WASHINGTON: A group of US medical workers left the Gaza Strip after getting stuck at the hospital where they were providing care, the White House said on Friday.
Reports emerged earlier this week of American doctors being unable to leave Gaza after Israel closed the Rafah border crossing, including 10 from the US-based Palestinian American Medical Association, who had intended to leave after a two-week mission at the European Hospital in Khan Younis, a city near Rafah in southern Gaza.
On Friday, 17 American doctors and health care workers, out of a total of 20, got out of Gaza, White House national security spokesperson John Kirby told reporters.
“I can assure you that any of them that wanted to leave are out,” Kirby said.
A State Department spokesperson told Reuters that some of the doctors that had been stuck made their way to safety with assistance from the US Embassy in Jerusalem.
Three of the US doctors chose not to depart Gaza, a source familiar with the situation said, adding that the doctors who stayed behind understood that the US Embassy may not be able to facilitate their departure as it did on Friday.

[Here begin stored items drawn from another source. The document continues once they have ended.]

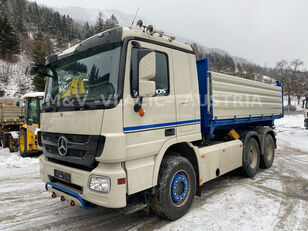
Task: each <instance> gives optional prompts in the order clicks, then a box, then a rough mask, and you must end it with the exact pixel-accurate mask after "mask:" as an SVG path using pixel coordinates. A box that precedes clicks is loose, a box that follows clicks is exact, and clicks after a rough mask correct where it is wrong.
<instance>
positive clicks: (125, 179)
mask: <svg viewBox="0 0 308 231" xmlns="http://www.w3.org/2000/svg"><path fill="white" fill-rule="evenodd" d="M125 183H126V179H125V178H119V179H118V185H120V184H125Z"/></svg>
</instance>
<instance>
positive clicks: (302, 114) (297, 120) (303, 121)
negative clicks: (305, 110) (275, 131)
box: [275, 113, 305, 129]
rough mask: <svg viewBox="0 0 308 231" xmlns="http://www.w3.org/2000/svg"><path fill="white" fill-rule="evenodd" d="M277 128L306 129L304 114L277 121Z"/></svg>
mask: <svg viewBox="0 0 308 231" xmlns="http://www.w3.org/2000/svg"><path fill="white" fill-rule="evenodd" d="M275 126H276V127H277V128H279V129H280V128H299V129H304V128H305V127H304V113H302V114H296V115H286V116H285V117H284V118H282V119H278V120H275Z"/></svg>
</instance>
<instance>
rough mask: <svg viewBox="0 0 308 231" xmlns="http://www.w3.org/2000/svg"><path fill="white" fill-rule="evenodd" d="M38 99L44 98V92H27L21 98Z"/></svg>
mask: <svg viewBox="0 0 308 231" xmlns="http://www.w3.org/2000/svg"><path fill="white" fill-rule="evenodd" d="M38 97H44V92H29V93H27V94H25V95H24V96H23V97H22V98H23V99H26V98H38Z"/></svg>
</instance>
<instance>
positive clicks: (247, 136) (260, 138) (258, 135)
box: [239, 130, 263, 155]
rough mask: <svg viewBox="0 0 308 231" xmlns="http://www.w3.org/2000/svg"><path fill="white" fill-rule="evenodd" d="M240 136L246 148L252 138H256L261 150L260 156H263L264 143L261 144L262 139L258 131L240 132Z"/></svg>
mask: <svg viewBox="0 0 308 231" xmlns="http://www.w3.org/2000/svg"><path fill="white" fill-rule="evenodd" d="M239 135H240V140H241V141H242V142H243V144H244V147H245V146H246V144H247V142H248V141H249V139H250V138H255V139H256V140H257V142H258V145H259V149H260V154H261V155H262V153H263V152H262V143H261V138H260V135H259V133H258V132H257V131H251V130H245V131H241V132H239Z"/></svg>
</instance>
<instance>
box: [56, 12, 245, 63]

The Palestinian American Medical Association, a US-based non-profit, reported that its team of 19 health care professionals, including 10 Americans, had been denied exit from Gaza after their two-week mission.

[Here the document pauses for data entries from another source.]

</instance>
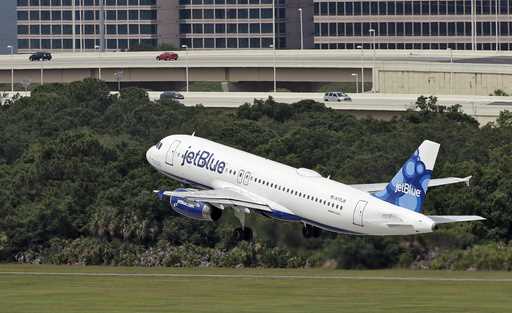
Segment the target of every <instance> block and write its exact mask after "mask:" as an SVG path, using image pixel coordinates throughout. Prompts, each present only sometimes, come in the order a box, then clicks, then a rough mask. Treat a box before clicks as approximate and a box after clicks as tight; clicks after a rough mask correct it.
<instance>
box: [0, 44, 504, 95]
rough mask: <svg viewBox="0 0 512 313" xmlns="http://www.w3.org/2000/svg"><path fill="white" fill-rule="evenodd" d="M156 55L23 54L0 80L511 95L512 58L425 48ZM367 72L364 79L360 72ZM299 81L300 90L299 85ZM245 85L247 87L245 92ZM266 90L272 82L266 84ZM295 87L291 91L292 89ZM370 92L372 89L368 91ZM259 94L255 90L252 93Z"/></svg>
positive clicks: (147, 84)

The organization said on social media on Wednesday that it had a more doctors waiting to enter Gaza to replace the workers trying to leave.

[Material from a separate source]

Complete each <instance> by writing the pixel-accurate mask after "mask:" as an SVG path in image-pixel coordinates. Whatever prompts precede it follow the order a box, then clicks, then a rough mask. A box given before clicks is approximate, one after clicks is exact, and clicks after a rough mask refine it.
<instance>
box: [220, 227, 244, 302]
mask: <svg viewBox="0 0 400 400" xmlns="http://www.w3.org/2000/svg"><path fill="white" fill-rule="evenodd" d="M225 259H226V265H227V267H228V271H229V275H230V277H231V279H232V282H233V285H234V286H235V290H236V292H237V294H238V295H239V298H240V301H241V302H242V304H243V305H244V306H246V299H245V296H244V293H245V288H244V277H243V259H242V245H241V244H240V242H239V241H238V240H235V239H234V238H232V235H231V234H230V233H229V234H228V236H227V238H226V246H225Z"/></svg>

Israel seized and closed the Rafah border crossing between Gaza and Egypt on May 7, disrupting a vital route for people and aid into and out of the devastated enclave.
Gaza’s health care system has essentially collapsed since Israel began its military offensive there after the Oct. 7 cross-border attacks by Palestinian Hamas militants on Israelis.
Aid deliveries began arriving at a US-built pier off the Gaza Strip on Friday.